The Death of a Parent's Dream


By: Christine Hammond, LMHC

It seems like yesterday when you held your child for the first time and stared in to their eyes with wonderment, awe, and intense love.  It was a magical, miraculous moment when all things seemed possible and they could become anything they wanted to be.  You poured optimism into them daily and began dreaming of the adult they would one day become and all the accomplishments they would achieve.

But something happened.  Perhaps it was a medical condition that would forever alter the possibilities of becoming an Olympic athlete.  Or perhaps it was a behavioral issue that would preclude them from attending certain schools.  Or perhaps it was a developmental disorder that would significantly change their interaction with others.  Or maybe it was simply fear, anxiety, obsession, depression or an addiction that would leave a lasting imprint, forever revising your dreams.

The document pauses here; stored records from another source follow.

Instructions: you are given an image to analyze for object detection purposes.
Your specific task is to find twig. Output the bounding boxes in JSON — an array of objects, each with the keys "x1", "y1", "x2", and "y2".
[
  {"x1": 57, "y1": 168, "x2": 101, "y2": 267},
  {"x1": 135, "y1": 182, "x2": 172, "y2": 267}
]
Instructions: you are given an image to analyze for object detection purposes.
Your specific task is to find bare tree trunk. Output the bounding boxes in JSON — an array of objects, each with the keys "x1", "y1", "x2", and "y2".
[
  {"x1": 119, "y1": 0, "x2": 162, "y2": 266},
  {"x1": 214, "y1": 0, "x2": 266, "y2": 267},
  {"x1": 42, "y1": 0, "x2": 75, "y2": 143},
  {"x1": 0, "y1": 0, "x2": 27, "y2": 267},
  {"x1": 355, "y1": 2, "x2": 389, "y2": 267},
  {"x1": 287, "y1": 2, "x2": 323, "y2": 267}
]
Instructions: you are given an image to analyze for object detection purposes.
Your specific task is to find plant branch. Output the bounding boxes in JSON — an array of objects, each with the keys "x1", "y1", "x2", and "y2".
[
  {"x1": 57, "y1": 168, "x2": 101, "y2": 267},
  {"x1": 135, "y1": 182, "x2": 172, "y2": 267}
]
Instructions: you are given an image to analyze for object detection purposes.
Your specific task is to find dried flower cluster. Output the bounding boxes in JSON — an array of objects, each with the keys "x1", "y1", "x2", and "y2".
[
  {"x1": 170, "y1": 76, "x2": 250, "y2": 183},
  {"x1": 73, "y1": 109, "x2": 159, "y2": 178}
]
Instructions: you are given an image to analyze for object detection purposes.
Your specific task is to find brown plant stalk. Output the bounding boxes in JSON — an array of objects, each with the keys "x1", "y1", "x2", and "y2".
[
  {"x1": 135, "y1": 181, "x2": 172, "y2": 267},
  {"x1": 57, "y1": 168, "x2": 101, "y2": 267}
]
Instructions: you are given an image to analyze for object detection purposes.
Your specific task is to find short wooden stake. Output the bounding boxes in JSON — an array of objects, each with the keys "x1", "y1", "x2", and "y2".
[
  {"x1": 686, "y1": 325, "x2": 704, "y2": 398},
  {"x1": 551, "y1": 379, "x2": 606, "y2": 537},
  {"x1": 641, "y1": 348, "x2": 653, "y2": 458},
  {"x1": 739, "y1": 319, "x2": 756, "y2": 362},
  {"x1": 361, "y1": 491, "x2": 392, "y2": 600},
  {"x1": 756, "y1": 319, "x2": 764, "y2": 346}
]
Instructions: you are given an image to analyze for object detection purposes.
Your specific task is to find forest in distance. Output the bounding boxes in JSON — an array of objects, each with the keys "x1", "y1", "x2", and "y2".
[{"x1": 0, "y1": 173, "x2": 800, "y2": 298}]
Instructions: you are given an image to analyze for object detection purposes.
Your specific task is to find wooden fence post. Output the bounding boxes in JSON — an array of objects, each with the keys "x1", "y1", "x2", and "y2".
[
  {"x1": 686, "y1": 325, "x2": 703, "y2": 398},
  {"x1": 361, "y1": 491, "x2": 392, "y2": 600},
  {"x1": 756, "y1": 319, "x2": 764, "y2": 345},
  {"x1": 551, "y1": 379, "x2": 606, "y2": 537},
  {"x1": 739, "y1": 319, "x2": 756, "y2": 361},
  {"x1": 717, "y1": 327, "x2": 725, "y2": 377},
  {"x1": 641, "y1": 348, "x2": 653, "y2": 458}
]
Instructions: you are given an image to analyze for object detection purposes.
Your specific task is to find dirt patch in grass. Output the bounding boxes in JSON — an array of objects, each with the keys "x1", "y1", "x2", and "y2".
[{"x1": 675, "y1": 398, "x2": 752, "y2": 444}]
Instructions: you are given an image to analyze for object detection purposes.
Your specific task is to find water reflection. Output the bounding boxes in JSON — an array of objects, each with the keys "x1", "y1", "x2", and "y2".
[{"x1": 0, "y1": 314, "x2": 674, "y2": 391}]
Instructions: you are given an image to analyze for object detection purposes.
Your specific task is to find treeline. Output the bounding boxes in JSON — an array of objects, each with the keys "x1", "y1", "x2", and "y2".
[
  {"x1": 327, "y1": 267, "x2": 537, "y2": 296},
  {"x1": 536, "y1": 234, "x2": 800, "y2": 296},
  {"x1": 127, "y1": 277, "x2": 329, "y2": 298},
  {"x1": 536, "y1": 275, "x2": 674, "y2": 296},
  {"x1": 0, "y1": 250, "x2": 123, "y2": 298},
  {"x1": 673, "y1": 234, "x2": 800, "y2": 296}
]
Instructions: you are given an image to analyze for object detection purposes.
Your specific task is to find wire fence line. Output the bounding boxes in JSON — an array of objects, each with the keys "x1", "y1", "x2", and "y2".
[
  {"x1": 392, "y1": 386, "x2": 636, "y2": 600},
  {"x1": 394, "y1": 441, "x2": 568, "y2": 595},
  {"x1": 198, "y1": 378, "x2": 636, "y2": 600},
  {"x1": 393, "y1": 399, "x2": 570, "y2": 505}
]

Whatever the cause, the dreams you first dreamed about your child are now dead and the harsh reality of who they are is incongruent with who they could have become.  So how do you deal with the unmet expectations and dreams of what your child could have become?

Don’t deny.  While there are Olympic athletes that have overcome seemingly difficult circumstances such as asthma (Jackie Joyner-Kersee) and ADHD (Michael Phelps), not all kids with asthma can be runners nor will all ADHD kids enjoy swimming.  Furthermore, while there are good suggestions for managing asthma or ADHD, the suggestions might not be right for your child.  Don’t waste valuable time and energy denying an issue exists - acknowledge it and accept reasonable limitations that coincide with the issue.

Don’t get angry.  A common parental reaction when a child does not live up to their potential or the dreams of their potential is to get angry.  Sometimes the anger is internalized and other times it is projected onto the child.  This type of anger is unproductive and will only alienate a parent in their relationship with the child.  Instead accept responsibility for creating an image (however wonderful that image might be) that is inconsistent with the person your child is becoming.  In the end, this is their life to live, not your life to live through them.

Don’t get discouraged.  When things get tough, it is far easier to throw in the towel and call it quits with no expectations about anything for your child.  This is an equally destructive attitude as too many expectations or too unrealistic expectations.  When your child has greatly disappointed you, don’t allow discouragement to settle in and abandon all hopes and dreams, rather take a realistic assessment of your child’s strengths and modify your dreams accordingly.

Accept.  Allowing a dream about your child - even a good, well-intentioned dream - to die is hard but it is essential in order to have a functional relationship going forward.  Accepting their natural limitations is not giving in but rather healing in that it allows you to have a more realistic dream going forward.  Many dreams about your child will come and go over the years but don’t allow the lost dreams to distort your perception.  Rather, allow the lost dreams to morph into realistic ones that are consistent with the hopes and dreams your child has.